Siklon Tropis Bakung, yang terbentuk pada 12 Desember 2025 di Samudra Hindia barat daya Lampung, diperkirakan akan mengalami penurunan kecepatan angin dan bergerak menjauhi Indonesia. Namun, dampaknya masih terasa hingga 16 Desember, berupa peningkatan potensi hujan intensitas sedang hingga lebat di Lampung dan Bengkulu, serta angin kencang di Bengkulu. Selain itu, gelombang tinggi 1,25-2,5 meter diprediksi terjadi di Samudra Hindia barat Kepulauan Nias hingga Lampung.
Sementara itu, Bibit Siklon Tropis 93S yang terpantau di Samudra Hindia selatan Jawa Timur, meskipun berpeluang rendah untuk berkembang menjadi siklon, tetap berpotensi menimbulkan hujan lebat, angin kencang, dan gelombang tinggi.

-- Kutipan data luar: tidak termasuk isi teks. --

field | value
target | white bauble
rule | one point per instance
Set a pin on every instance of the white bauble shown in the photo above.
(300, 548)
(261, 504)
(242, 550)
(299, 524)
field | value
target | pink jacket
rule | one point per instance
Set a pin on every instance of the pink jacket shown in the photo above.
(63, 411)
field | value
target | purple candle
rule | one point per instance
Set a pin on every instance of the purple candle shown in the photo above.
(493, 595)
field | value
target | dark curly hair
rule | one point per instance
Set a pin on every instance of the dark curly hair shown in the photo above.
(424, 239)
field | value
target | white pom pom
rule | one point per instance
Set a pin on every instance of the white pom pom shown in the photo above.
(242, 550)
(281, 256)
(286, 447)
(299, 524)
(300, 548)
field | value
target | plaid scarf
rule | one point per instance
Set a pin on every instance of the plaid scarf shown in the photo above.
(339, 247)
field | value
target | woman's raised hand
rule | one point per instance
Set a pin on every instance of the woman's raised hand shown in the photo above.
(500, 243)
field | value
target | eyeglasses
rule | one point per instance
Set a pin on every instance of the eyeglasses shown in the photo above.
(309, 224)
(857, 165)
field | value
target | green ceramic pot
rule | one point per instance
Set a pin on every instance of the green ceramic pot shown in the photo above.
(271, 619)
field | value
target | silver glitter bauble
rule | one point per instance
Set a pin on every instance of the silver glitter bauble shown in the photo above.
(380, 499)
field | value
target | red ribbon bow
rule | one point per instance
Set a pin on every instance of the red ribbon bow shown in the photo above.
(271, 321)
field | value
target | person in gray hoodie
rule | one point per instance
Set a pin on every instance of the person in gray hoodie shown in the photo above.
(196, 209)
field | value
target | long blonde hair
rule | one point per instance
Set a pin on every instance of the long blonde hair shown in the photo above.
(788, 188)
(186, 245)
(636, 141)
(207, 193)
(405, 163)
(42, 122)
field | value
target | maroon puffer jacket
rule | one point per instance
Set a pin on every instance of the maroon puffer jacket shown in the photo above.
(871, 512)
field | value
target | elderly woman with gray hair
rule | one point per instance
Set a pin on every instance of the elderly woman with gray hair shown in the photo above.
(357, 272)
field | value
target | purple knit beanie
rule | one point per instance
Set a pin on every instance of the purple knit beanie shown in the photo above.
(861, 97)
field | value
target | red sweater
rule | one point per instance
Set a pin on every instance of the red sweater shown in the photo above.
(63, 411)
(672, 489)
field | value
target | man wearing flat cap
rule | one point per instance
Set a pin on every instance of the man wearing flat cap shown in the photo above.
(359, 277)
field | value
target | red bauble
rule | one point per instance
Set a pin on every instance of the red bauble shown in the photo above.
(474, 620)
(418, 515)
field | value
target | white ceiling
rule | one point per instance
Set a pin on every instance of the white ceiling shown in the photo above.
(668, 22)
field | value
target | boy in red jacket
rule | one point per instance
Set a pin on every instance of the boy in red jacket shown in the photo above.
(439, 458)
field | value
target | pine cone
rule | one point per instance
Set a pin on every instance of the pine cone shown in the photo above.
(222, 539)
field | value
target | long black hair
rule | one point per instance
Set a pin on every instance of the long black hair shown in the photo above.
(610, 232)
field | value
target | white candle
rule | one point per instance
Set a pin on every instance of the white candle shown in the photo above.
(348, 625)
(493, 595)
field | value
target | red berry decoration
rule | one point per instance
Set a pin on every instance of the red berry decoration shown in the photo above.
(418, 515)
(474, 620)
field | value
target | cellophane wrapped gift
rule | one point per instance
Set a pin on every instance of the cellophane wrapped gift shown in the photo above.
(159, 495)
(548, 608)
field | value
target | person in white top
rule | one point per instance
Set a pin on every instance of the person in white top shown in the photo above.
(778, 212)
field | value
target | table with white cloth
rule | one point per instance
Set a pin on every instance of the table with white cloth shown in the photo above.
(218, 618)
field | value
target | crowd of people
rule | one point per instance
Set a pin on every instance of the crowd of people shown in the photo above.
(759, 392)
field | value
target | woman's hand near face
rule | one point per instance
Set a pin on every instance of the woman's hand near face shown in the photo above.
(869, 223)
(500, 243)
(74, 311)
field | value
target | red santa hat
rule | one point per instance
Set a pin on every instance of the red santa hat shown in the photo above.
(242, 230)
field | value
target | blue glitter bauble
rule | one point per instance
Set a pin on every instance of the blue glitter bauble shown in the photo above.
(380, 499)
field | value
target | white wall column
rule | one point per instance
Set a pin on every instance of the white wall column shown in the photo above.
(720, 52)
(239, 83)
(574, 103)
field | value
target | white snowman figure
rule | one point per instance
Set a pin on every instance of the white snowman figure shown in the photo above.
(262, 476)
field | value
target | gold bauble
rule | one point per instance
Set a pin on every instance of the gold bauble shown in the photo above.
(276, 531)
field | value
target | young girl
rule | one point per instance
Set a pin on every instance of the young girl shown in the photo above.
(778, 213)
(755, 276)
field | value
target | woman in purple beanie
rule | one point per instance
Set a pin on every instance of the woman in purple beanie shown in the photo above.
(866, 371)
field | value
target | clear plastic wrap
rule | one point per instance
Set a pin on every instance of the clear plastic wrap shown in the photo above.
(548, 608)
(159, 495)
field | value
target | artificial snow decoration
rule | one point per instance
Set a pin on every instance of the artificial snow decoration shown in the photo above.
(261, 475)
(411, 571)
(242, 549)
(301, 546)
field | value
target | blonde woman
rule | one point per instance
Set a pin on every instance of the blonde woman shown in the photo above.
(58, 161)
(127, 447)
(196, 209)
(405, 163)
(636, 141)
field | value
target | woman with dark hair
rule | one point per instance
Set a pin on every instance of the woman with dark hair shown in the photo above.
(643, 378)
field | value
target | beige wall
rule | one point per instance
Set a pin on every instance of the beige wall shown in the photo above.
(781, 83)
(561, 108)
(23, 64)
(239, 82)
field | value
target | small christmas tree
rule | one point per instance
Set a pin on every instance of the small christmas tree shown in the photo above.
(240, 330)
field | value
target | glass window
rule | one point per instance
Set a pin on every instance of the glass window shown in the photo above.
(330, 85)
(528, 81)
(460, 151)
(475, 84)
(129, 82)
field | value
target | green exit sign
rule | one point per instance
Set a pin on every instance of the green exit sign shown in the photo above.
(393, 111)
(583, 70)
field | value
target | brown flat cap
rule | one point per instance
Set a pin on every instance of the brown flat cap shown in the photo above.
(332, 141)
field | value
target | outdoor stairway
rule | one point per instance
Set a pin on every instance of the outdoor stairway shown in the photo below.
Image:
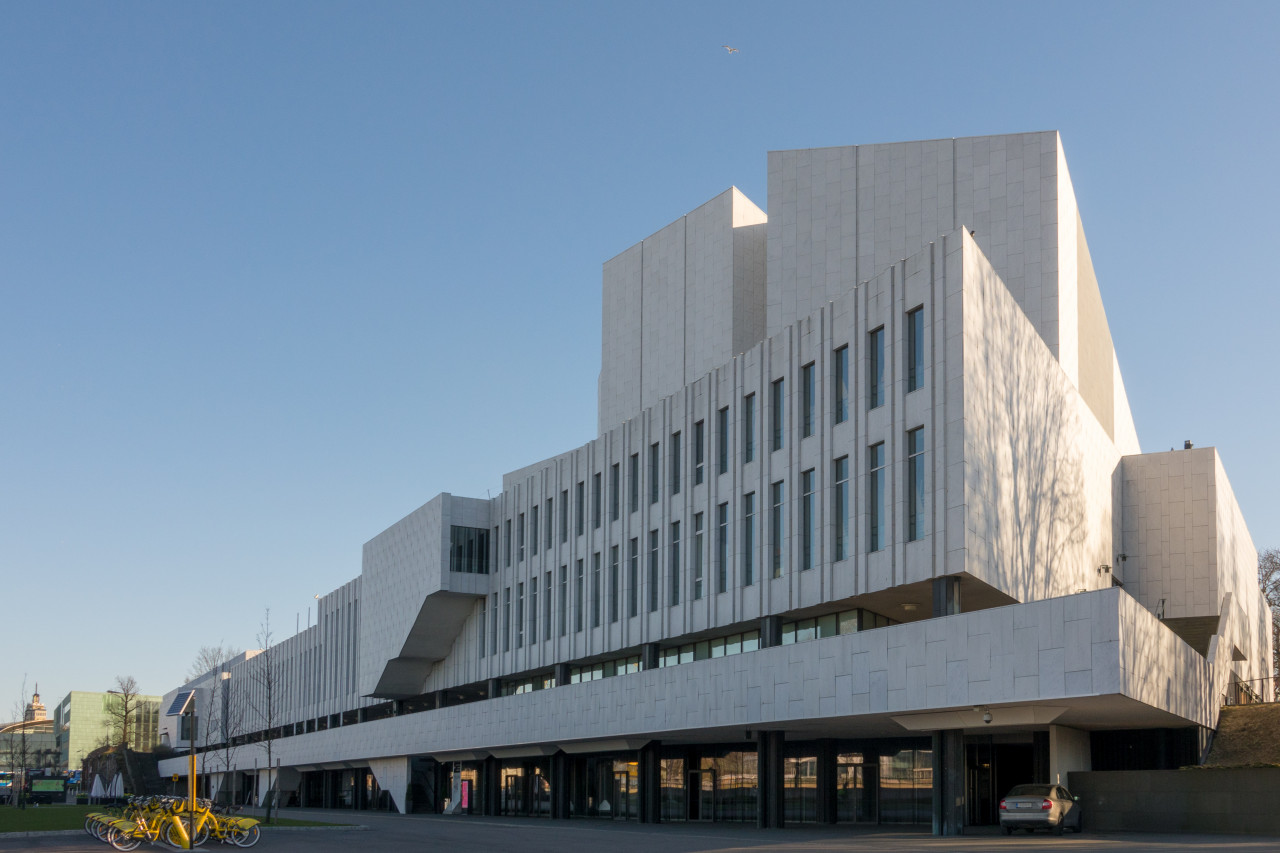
(1247, 735)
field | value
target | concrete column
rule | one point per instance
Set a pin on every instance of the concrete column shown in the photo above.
(768, 749)
(949, 803)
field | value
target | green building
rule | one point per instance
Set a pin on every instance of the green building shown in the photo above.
(83, 721)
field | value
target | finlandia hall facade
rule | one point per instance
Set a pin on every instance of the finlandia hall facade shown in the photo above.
(867, 536)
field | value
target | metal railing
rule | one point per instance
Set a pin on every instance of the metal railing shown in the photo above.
(1255, 692)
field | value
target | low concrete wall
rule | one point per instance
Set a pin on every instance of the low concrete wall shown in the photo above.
(1234, 799)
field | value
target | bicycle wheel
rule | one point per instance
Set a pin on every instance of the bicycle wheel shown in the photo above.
(122, 840)
(247, 838)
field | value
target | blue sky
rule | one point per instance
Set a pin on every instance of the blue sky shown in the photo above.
(275, 274)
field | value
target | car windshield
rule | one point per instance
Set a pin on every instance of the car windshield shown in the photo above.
(1032, 790)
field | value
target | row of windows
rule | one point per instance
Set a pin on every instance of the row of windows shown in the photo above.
(540, 612)
(777, 437)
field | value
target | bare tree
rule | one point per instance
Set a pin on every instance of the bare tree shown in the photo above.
(1269, 578)
(210, 657)
(265, 701)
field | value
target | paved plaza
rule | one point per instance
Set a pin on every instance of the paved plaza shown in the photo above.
(516, 835)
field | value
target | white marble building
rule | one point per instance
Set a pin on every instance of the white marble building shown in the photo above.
(865, 536)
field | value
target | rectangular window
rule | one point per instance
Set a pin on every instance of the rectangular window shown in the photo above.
(840, 386)
(506, 619)
(915, 484)
(808, 483)
(840, 509)
(634, 491)
(533, 610)
(597, 593)
(698, 555)
(653, 570)
(549, 514)
(579, 597)
(675, 463)
(722, 547)
(595, 501)
(533, 529)
(615, 492)
(547, 606)
(777, 528)
(876, 368)
(808, 388)
(580, 507)
(673, 565)
(876, 496)
(699, 451)
(563, 601)
(520, 615)
(777, 411)
(722, 439)
(654, 471)
(634, 578)
(613, 583)
(915, 349)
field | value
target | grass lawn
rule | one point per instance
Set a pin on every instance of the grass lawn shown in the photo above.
(60, 817)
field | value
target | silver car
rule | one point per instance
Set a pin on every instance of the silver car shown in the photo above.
(1032, 807)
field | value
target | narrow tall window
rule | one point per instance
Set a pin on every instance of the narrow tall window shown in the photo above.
(654, 471)
(840, 507)
(777, 528)
(696, 557)
(579, 597)
(563, 601)
(876, 496)
(808, 483)
(675, 463)
(840, 384)
(547, 606)
(777, 414)
(722, 547)
(722, 439)
(597, 593)
(506, 619)
(533, 610)
(634, 488)
(915, 484)
(613, 583)
(673, 565)
(615, 492)
(808, 397)
(595, 501)
(699, 452)
(634, 576)
(533, 529)
(520, 615)
(915, 349)
(653, 570)
(876, 368)
(580, 509)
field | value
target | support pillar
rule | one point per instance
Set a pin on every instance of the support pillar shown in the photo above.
(769, 802)
(650, 784)
(949, 803)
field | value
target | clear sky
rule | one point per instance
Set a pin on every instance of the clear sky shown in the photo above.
(273, 276)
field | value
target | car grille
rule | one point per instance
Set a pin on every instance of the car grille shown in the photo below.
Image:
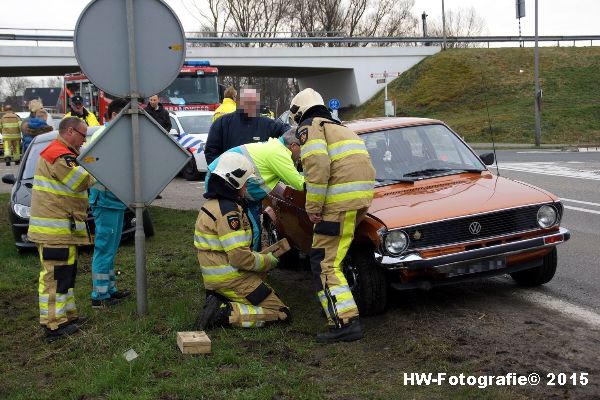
(493, 224)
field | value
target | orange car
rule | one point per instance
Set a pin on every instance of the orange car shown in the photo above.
(438, 216)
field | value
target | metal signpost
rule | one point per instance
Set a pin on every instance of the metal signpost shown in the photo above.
(388, 105)
(134, 169)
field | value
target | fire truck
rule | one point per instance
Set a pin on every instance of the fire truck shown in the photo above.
(195, 88)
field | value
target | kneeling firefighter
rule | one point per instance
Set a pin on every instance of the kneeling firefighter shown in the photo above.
(236, 293)
(339, 180)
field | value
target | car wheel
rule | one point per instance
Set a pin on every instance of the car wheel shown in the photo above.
(367, 282)
(538, 275)
(148, 225)
(291, 258)
(190, 171)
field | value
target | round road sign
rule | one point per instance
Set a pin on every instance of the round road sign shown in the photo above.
(102, 46)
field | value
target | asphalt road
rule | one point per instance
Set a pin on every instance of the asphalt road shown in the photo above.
(573, 176)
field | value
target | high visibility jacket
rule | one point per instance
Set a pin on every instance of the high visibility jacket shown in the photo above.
(223, 236)
(337, 168)
(10, 126)
(87, 117)
(272, 162)
(226, 107)
(59, 200)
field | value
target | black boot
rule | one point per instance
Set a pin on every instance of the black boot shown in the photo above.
(347, 333)
(209, 313)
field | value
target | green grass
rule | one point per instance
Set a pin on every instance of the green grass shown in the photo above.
(455, 86)
(278, 362)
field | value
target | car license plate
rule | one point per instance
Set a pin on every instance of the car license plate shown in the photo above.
(476, 267)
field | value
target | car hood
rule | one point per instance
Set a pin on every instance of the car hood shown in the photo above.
(449, 197)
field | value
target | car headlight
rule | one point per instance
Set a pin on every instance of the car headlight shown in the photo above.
(547, 216)
(395, 242)
(21, 210)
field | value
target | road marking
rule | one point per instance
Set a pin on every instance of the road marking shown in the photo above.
(583, 209)
(568, 309)
(589, 203)
(550, 169)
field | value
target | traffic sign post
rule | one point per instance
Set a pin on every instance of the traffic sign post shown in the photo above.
(119, 158)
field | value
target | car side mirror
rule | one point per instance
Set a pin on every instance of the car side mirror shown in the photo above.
(487, 158)
(9, 178)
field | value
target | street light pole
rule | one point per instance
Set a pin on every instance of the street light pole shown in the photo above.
(536, 73)
(443, 26)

Wilayah yang berpotensi terdampak hujan lebat meliputi:
Banten, Jawa Barat, Jawa Tengah, DI Yogyakarta, Jawa Timur, Bali, dan Nusa Tenggara Barat. Angin kencang diprakirakan terjadi di Jawa Timur dan Bali.
Gelombang tinggi 1,5-2,5 meter diperkirakan muncul di Selat Sunda bagian selatan, Samudra Hindia selatan Jawa Barat hingga Pulau Sumba, serta Selat Bali-Lombok-Alas bagian selatan.
BMKG mengimbau masyarakat di wilayah terdampak untuk meningkatkan kewaspadaan terhadap potensi cuaca ekstrem dan dampaknya terhadap aktivitas darat serta laut.